BRASÍLIA (Reuters) – O ministro da Fazenda, Fernando Haddad, afirmou nesta terça-feira que, se necessário, o governo pode enviar ao Congresso Nacional uma proposta complementar ao projeto de isenção do Imposto de Renda para quem ganha até R$5 mil mensais para evitar perda de receitas e garantir a neutralidade fiscal da medida.
‘Em caso de confirmação de um déficit um pouco maior do que a Fazenda estima, em R$1 bilhão, R$2 bilhões, o Senado pode dar a sua contribuição aprovando um projeto complementar, para não colocar em risco a neutralidade fiscal do projeto que pode ser apreciado essa semana’, disse Haddad em entrevista a jornalistas na Fazenda, após reunião com o relator do projeto no Senado, Renan Calheiros (MDB-AL).
Haddad afirmou que a pasta está analisando projeções da Instituição Fiscal Independente (IFI), órgão ligado ao Senado, que estimam perda de arrecadação de R$1 bilhão, valor que ele disse ser ‘facilmente ajustável’, em comparação com cálculos da Fazenda, que preveem queda de receita em torno de R$4 bilhões.
‘Na pior das hipóteses, estamos muito próximos do equilíbrio. Vamos julgar a conveniência de, eventualmente, um projeto complementar’, afirmou. ‘A depender desse batimento de número, nós levaremos à consideração dele (Calheiros) uma possibilidade de um complemento até o final do ano para regular a matéria e deixar o projeto 100% neutro.’
O projeto da isenção do IR foi aprovado na Câmara no início deste mês.
CRONOGRAMA E CENÁRIOS DE TRAMITAÇÃO
Calheiros afirmou que discutirá com o presidente da Casa, Davi Alcolumbre (União-AP), e líderes partidários a possibilidade de apresentar seu relatório ainda nesta semana.

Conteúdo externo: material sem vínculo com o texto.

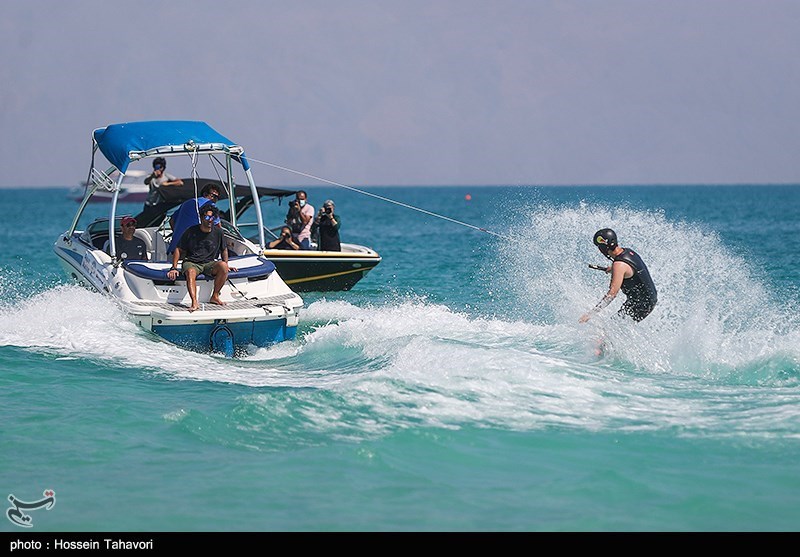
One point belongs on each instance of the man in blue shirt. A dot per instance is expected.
(187, 214)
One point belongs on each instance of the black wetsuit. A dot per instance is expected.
(639, 289)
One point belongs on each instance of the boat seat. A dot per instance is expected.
(142, 235)
(251, 267)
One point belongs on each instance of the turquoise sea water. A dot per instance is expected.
(452, 390)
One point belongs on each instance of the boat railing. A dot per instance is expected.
(101, 180)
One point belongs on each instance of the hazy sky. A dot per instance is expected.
(416, 92)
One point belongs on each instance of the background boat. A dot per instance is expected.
(303, 270)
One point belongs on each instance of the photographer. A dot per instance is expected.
(284, 241)
(327, 226)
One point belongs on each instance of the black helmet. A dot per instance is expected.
(605, 240)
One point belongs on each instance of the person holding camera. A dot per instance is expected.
(300, 218)
(327, 226)
(284, 241)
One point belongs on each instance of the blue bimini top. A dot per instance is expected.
(122, 143)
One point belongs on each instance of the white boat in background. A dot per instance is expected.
(132, 189)
(260, 309)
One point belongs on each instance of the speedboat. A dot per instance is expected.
(132, 189)
(303, 270)
(259, 309)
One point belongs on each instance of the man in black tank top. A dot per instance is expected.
(629, 274)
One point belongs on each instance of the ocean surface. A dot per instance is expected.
(452, 389)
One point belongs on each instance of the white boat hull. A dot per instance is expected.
(258, 311)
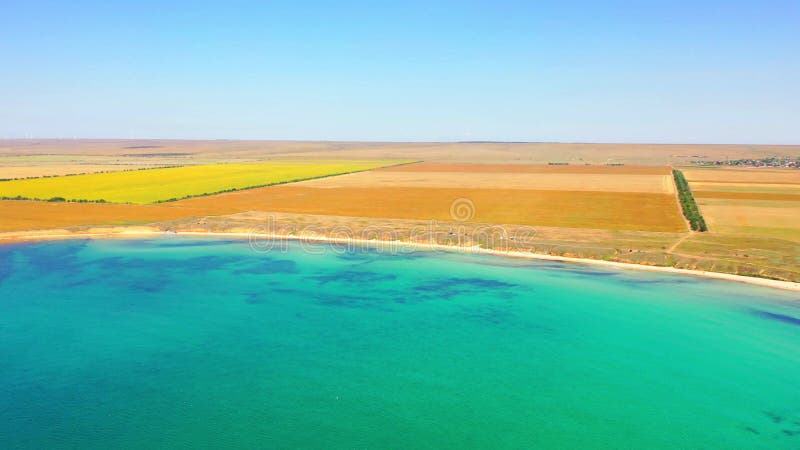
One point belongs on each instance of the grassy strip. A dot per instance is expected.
(690, 209)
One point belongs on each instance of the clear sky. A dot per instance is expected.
(669, 71)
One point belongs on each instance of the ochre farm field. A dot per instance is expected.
(148, 186)
(19, 215)
(495, 180)
(531, 168)
(575, 209)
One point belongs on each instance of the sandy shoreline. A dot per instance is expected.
(151, 232)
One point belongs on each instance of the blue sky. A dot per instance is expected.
(674, 72)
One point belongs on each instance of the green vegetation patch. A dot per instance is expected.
(689, 206)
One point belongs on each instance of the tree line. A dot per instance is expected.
(689, 206)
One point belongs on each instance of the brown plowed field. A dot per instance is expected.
(17, 215)
(746, 195)
(529, 168)
(603, 210)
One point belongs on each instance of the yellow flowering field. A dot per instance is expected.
(154, 185)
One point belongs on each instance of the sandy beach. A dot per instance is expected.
(143, 232)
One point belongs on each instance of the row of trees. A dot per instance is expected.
(688, 204)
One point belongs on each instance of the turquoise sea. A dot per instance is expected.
(179, 342)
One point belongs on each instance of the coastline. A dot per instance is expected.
(133, 232)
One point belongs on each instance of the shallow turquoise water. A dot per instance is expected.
(185, 343)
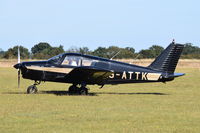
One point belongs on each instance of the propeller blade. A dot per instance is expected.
(18, 78)
(18, 55)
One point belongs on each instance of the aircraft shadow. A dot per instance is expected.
(138, 93)
(63, 93)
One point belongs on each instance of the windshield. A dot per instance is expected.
(56, 59)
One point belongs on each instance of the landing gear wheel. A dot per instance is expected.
(32, 89)
(72, 89)
(83, 91)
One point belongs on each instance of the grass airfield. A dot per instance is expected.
(173, 107)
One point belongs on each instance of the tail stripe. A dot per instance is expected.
(168, 59)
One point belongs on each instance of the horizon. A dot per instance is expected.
(131, 23)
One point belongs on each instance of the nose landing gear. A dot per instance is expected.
(74, 89)
(33, 89)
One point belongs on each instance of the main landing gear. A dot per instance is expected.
(33, 89)
(74, 89)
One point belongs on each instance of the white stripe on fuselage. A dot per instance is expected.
(51, 69)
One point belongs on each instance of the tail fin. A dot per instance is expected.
(168, 59)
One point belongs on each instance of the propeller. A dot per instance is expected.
(18, 56)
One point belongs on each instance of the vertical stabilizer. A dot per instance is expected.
(168, 59)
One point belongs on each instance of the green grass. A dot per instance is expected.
(142, 108)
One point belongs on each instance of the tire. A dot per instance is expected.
(72, 89)
(83, 91)
(32, 89)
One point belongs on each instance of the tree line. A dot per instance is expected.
(44, 50)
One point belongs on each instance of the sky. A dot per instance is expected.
(93, 23)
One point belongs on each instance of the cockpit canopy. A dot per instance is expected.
(77, 60)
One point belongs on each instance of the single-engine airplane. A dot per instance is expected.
(81, 70)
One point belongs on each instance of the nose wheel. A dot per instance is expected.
(33, 89)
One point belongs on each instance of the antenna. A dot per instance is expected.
(115, 55)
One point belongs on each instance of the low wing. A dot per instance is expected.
(89, 75)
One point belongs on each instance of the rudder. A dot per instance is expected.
(168, 59)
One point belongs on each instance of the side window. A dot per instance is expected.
(72, 61)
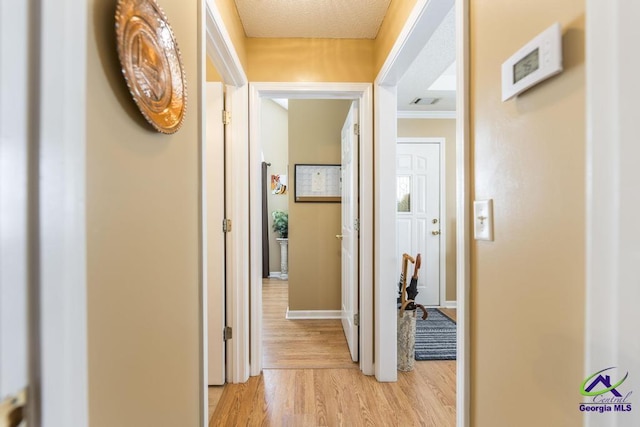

‘Vou avaliar com o presidente do Senado, Davi Alcolumbre, e com os líderes partidários se é melhor apresentarmos o relatório nesta semana, porque aí discutiremos na comissão, votaremos na comissão e mandaremos para o plenário, podendo votar no mesmo dia, ou se deixamos para votar na próxima semana’, disse.
Ele disse também que analisa cinco cenários diferentes de tramitação, afirmando desejar que o projeto vá do Senado direto para a sanção do presidente Luiz Inácio Lula da Silva.
Entre esses possíveis cenários, ele destacou a elaboração de emendas de redação, a supressão de matérias, desmembramento da proposta e a votação do texto como está, com o envio de projeto apreciado no Senado imediatamente para a Câmara dos Deputados após alterações.